あの子供っぽくない態度は、周囲の同級生を見る限り、同年齢にはとても無理だ。涼子はそう感じた。

「朝倉くんは、なんと北海道からやってきました。みんな、北海道って行ったことある? 先生は実は行ったことがないんです。一回行ってみたいと思ってるんだけどねえ。今度、朝倉くんに北海道のこと教えてもらいましょう」

 斎藤はそう言って笑った。生徒たちもつられて笑った。しかし、朝倉は一切笑わなかった。無表情のまま、誰かを見ている。

 涼子がその視線を追うようにチラリと覗くと、悟がいる。やっぱりそういうことなのか、と改めて確信した。



 昼休み、校舎の裏で彼らは集まっている。

「隆之、久しぶりだね。何年振りかな?」

 及川悟は、親友との再会にとても嬉しそうであった。

「ふん、九年ぶりというところか。まあ、電話では何度も話しているが。みんな変わりないようで何よりだ」

 朝倉隆之は、鋭い目つきを変えず、目の前の仲間たちを眺めた。

「いや、随分変わったな。みんな幼い。ふふ――」

「それは君も同じだろう。僕たちは九歳だよ」

 悟がそう言うと、みんな一斉に笑った。


 朝倉隆之――彼がこの、今回の時間遡行計画のリーダーだ。未来では、世界有数の科学研究所と言われている「国立科学技術研究所」の所長であり、さまざまなテクノロジーの権威でもあった。数多くの科学技術の発展に関与貢献しており、世界的にも知られた天才博士だ。

 しかしこの世界が、世界再生会議によって偽りの未来に変えられたと知った時、同じく再生会議の犯罪を追っていた公安警察とタッグを組み、今回の遡行を計画した。

 冷静沈着で隙がなく、人の扱いに長けた人物だった。それも今回の計画を発案し、自ら指揮をとることになった理由のひとつだった。


「しかし、複雑な気分だな。あの麗しき女科学者が、こんな小さな少年だったとは」

「そうだね。僕もどこか不思議な気分だよ。ふふ、でもこれが本当の姿なんだ。本当の」

 悟は少し嬉しそうだった。

 涼子が前の世界の記憶で知っている及川聡美は、やはり悟だった。涼子同様、どうして性別が変わっていたのかは不明だが、とりあえず、本来の状態に戻れたらしい。

「ああ、しかしだ。まだ俺たちにはやらねばならぬことが山積みだ。まだまだ予断を許さない状況だからな」

「そうですね。現状はまだ厳しい状態です」

 加納慎也は難しい顔をして言った。続いて佐藤信正が口を開いた。

「もう少し時間がある。朝倉、今後の計画を少し話してくれ」

「ああ、次のことだが……」


「あれ、ミーユは?」

 奈々子は、矢野美由紀が教室にいないことに気がついた。

「お便所じゃないかなあ。そういえば朝倉くんもいないし、及川くんもいないよ」

「そういえば……どこに行ったんだろ?」

 涼子も首を傾げた。

「もうすぐ授業が始まるのにねぇ」

 典子がつぶやいたのとほぼ同時に教室の戸が開いた。そして、悟や朝倉たちが慌てて入ってくる。美由紀たちもいた。

「ミーユ、早くしないと先生来るよ」

「う、うん」

 すぐにチャイムが鳴り、みんな先程までの賑やかさが嘘のように静まりかえって、自分の席に座っている。少しして、廊下を歩く音が聞こえてくると、斎藤先生がやってきたとみんな予想した。そしてふたたび教室の戸が開くと、やっぱり斎藤だった。

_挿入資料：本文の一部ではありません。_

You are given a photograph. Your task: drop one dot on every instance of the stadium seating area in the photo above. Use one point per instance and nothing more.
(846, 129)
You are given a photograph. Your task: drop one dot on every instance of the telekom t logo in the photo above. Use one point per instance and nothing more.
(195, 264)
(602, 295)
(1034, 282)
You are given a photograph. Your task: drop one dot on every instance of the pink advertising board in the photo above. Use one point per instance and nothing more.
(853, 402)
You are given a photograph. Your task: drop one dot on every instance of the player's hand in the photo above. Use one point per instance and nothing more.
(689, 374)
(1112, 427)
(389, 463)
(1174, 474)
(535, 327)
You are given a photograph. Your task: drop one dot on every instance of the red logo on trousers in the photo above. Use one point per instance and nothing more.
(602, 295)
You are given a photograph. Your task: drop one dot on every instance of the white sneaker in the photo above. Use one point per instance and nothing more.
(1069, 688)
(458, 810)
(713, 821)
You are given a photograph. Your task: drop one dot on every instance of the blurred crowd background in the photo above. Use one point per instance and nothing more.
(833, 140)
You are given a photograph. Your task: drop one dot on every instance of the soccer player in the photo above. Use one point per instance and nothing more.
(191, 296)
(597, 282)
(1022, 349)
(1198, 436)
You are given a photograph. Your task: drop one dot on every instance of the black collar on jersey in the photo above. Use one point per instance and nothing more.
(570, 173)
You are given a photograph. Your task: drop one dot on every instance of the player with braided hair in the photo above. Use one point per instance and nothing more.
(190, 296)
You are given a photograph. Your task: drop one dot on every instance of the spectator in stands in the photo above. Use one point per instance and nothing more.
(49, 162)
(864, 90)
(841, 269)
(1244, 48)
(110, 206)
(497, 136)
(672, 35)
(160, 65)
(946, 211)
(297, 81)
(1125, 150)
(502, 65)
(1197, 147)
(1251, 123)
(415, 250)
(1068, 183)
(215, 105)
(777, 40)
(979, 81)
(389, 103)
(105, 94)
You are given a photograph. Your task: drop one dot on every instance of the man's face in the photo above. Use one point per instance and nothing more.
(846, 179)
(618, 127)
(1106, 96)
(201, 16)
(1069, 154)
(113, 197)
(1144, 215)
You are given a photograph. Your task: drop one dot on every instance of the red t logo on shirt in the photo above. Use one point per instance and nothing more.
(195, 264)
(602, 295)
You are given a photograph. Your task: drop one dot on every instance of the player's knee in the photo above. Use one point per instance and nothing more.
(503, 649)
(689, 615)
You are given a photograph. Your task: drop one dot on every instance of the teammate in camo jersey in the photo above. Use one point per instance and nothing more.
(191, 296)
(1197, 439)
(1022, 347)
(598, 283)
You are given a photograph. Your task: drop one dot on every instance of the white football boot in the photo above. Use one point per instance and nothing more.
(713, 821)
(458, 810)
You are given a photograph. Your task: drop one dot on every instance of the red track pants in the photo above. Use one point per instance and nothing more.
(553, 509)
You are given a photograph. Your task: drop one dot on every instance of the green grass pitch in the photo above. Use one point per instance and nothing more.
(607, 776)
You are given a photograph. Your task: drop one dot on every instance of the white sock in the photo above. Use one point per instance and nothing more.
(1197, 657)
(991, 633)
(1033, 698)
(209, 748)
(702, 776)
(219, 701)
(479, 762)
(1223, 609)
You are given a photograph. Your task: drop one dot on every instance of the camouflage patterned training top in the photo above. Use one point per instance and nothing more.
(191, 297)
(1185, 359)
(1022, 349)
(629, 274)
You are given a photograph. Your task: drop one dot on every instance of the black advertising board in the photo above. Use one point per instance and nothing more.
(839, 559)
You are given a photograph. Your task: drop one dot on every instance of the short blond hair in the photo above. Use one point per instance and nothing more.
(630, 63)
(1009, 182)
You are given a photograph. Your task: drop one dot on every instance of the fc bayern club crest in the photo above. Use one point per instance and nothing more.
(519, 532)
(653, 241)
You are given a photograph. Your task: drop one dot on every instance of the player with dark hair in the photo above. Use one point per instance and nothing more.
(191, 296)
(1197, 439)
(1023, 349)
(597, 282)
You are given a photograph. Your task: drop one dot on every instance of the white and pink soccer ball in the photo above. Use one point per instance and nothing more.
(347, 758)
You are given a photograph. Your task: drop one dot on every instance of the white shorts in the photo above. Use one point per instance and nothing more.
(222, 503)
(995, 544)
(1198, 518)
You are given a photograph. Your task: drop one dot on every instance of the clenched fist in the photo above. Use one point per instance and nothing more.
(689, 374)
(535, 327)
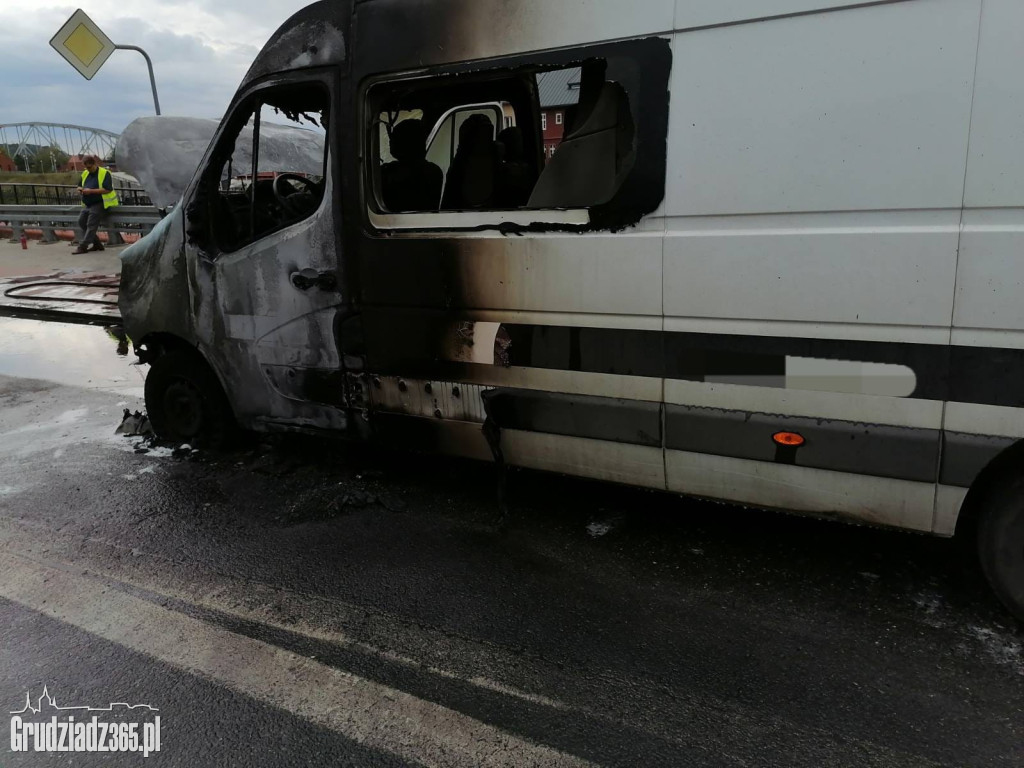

 斎藤が教卓のところまでやってくると、学級委員長の持田が「きりつ。気をつけ……れい!」と言って、授業始めの挨拶をした。教室の生徒たちは、それに続いて同じことをする。

「よろしくおねがいします」

「これから五時間目の授業を始めます」

 斎藤はそう言って、教科書の前回までの部分を開いて授業を開始した。


 帰りの会が終わり、あとは帰るだけだ。涼子も、奈々子たちと一緒に帰るためにランドセルを背負って、手提げ袋を持って……ふと、誰かが後ろにいた。振り返ると、朝倉隆之が立っていた。

「えっ……朝倉くん?」

 涼子はキョトンとした表情で朝倉を見た。

「君が藤崎涼子か」

 こちらを睨むかのような、少し怖い顔で言った。一瞬、何か気に触るようなことでもしただろうか、と考えた。

「え? そうだけど」

「話がある。来て欲しい」

「え、でも……」

 突然のことに、涼子が戸惑っていると、朝倉はすぐに背を向けて歩いていく。涼子はその背中を呆然と見つめていた。